Smooth muscle-derived adventitial progenitor cells direct atherosclerotic plaque composition complexity in a Klf4-dependent manner

We previously established that vascular smooth muscle-derived adventitial progenitor cells (AdvSca1-SM) preferentially differentiate into myofibroblasts and contribute to fibrosis in response to acute vascular injury. However, the role of these progenitor cells in chronic atherosclerosis has not been defined.

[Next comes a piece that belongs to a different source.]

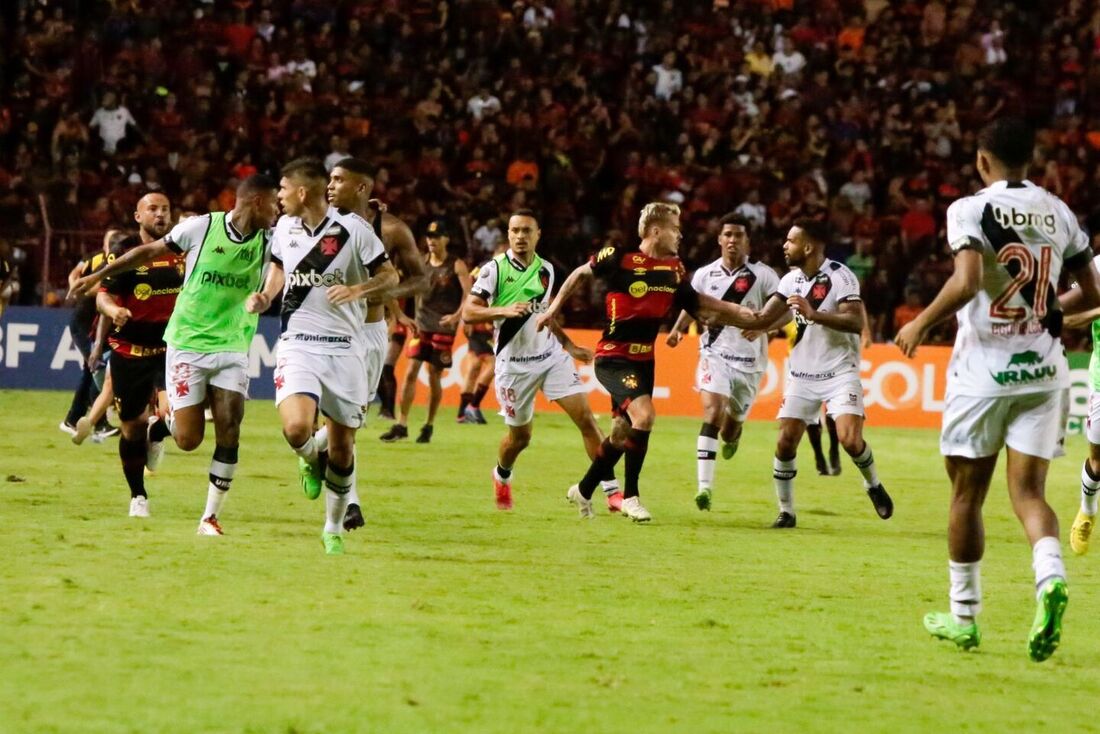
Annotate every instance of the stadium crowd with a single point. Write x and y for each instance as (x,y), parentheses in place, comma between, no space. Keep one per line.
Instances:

Using an AdvSca1-SM cell lineage tracing model, scRNA-Seq, flow cytometry, and histological approaches, we confirmed that AdvSca1-SM-derived cells localized throughout the vessel wall and atherosclerotic plaques, where they primarily differentiated into fibroblasts, smooth muscle cells (SMCs), or remained in a stem-like state. Krüppel-like factor 4 (Klf4) knockout specifically in AdvSca1-SM cells induced transition to a more collagen-enriched fibroblast phenotype compared to WT mice. Additionally, Klf4 deletion drastically modified the phenotypes of non-AdvSca1-SM-derived cells, resulting in more contractile SMCs and atheroprotective macrophages. Functionally, overall plaque burden was not altered with Klf4 deletion, but multiple indices of plaque composition complexity, including necrotic core area, macrophage accumulation, and fibrous cap thickness, were reduced. Collectively, these data support that modulation of AdvSca1-SM cells through KLF4 depletion confers increased protection from the development of potential unstable atherosclerotic plaques. Overall design: AdvSca1-SM lineage tracing mice (Klf4 WT or KO) were treated with tamoxifen to knock in YFP reporter and flox out Klf4 (in the case of KO mice). Athero mice were given PCSK9 AAV injections at 0 and 2 weeks, then put on high fat/high cholesterol diet to induce atherosclerosis; control mice did not receive PCSK9 and were left on standard chow. 3 mice per condition were pooled, and aortic sinus, aortic arch, BCA, and carotid arteries were processed into a single cell digest. Samples were FACS sorted for YFP expression, then each sample was sequenced separately.